Steelers notebook: Tomlin doesn't regret picking Bell instead of Lacy
Eddie Lacy was widely considered the top running back available in the April draft, but the Steelers chose Le'Veon Bell — a decision coachMike Tomlin said was “easy.” The Steelers will meet up Sunday with Lacy, who has 1,028 yards rushing and eight touchdown runs for Green Bay. Bell, who missed the first month of the season with a foot injury, has 646 yards rushing and six TD runs. Bell also has 43 catches for 388 yards, while Lacy has 31 catches for 236 yards. Bell went in the second round, 48th overall, and Lacy went 61st. “It was an easy decision for me,” Tomlin said. “Probably it's just a matter of preference. Just like I am sure Cincinnati went through the same discussions and thoughts when they took Giovani Bernard in front of both of them.”
• Ben Roethlisberger has played in every NFL city except Green Bay and Seattle. Now he'll scratch the NFL's smallest city off his list. “I'm excited to go up there, all of the tradition and history,” he said on his 93.7 FM show, referring to Green Bay's Lambeau Field. “The tradition, you walk in and you're going to feel (the aura of) the past players and all the people that have played on that field. It's going to be an awesome honor.”
• Defensive end Brett Keisel will attempt to get back on the practice field Wednesday and go through a full practice Thursday. Keisel has been limited to eight snaps in five games by a foot injury, but hopes to play in what might be the final two games of his NFL career.
• Nose tackle Al Woods played more than half the game Sunday in place of the injured Steve McLendon, and he graded out positively. “He's getting better with it,” coach Mike Tomlin said. “I thought that this performance was better than the last (against Miami).”
• Tomlin isn't concerned about a predicted game-time temperature in the teens Sunday that will feel like zero and will drop throughout the game. Sunset will occur at 4:15 p.m. local time. “It's less about temperature and more about weather conditions,” Tomlin said. “The temperature is irrelevant. I imagine it's going to be the same temperature on their sideline as on ours.”
• Defensive backCortez Allen, who lost his starting job earlier in the season, has been on the field for all but 13 plays the last three games.

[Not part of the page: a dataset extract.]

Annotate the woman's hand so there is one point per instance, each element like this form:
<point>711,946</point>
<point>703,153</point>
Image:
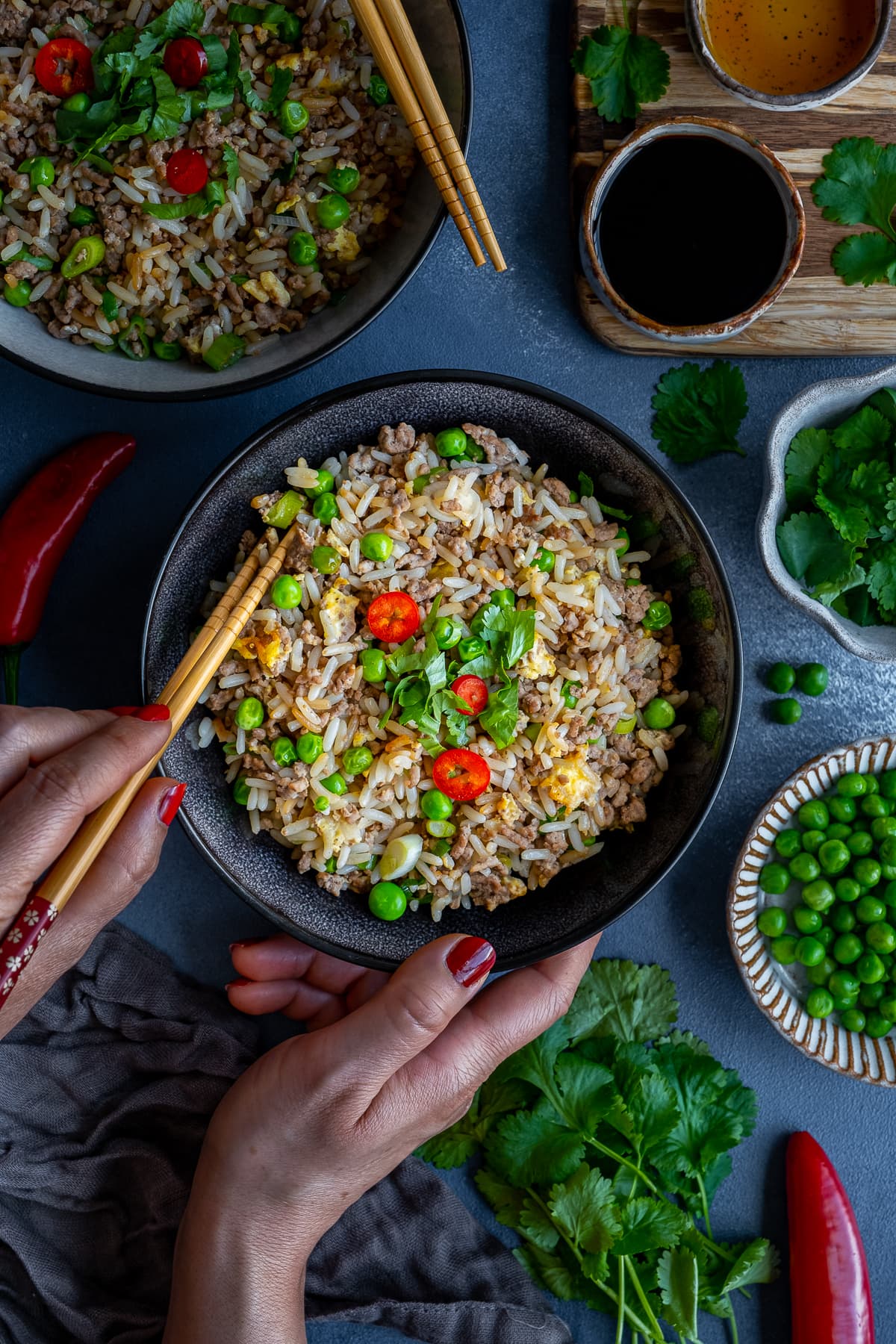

Allen was bothered by an ankle injury after missing part of training camp with a knee problem. “As he's played and played continually, I think his play has gotten more consistent over the course of the season,” Tomlin said.
• Tomlin also said outside linebacker Jarvis Jones is showing marked improvement, even if it's not showing up on the stats sheet. Jones still has only one sack. “(He's) playing harder and faster and displaying understanding at an increased rate every week,” Tomlin said. “I think that's an element of playing well and producing plays. You've got to know what to do.”
• The Steelers will play in Green Bay for only the second time since 1995. They won, 20-10, in 2005 behind backup quarterback Charlie Batch. Troy Polamalu returned a fumble 77 yards for a touchdown.
• Tomlin wouldn't absolve linebacker Terence Garvin of blame for the helmet-to-chin hit that broke Bengals punter Kevin Huber's jaw. “What he's coached to do and what transpired are two different things,” Tomlin said. “The position he was in ... is what he's coached to do. The nature in which the block unfolded, obviously, is not what we're looking for. But the play hit pretty quick.” NFL officiating chief Dean Blandino told NFL Network that the league wants hits such as that penalized. “Even though he (Huber) is pursuing the play, he still gets defenseless-player protection,” Blandino said. “You can't hit him in the head or neck, and you can't use the crown or forehead parts of the helmet to the body.” Garvin likely will be fined.
• Roethlisberger said the second-half upswing by the offense is proof that coordinator Todd Haley's system is working. The Steelers are averaging 28 points over the past seven games, fourth most in the league. Roethlisberger would dislike having to adjust to a third offensive coordinator in four seasons in 2014. “The points we're putting up, the production, I would think that that would be enough for people to be like, ‘Relax a little bit,' and to see that our relationship is more than fine,” he said on his 93.7 FM radio show.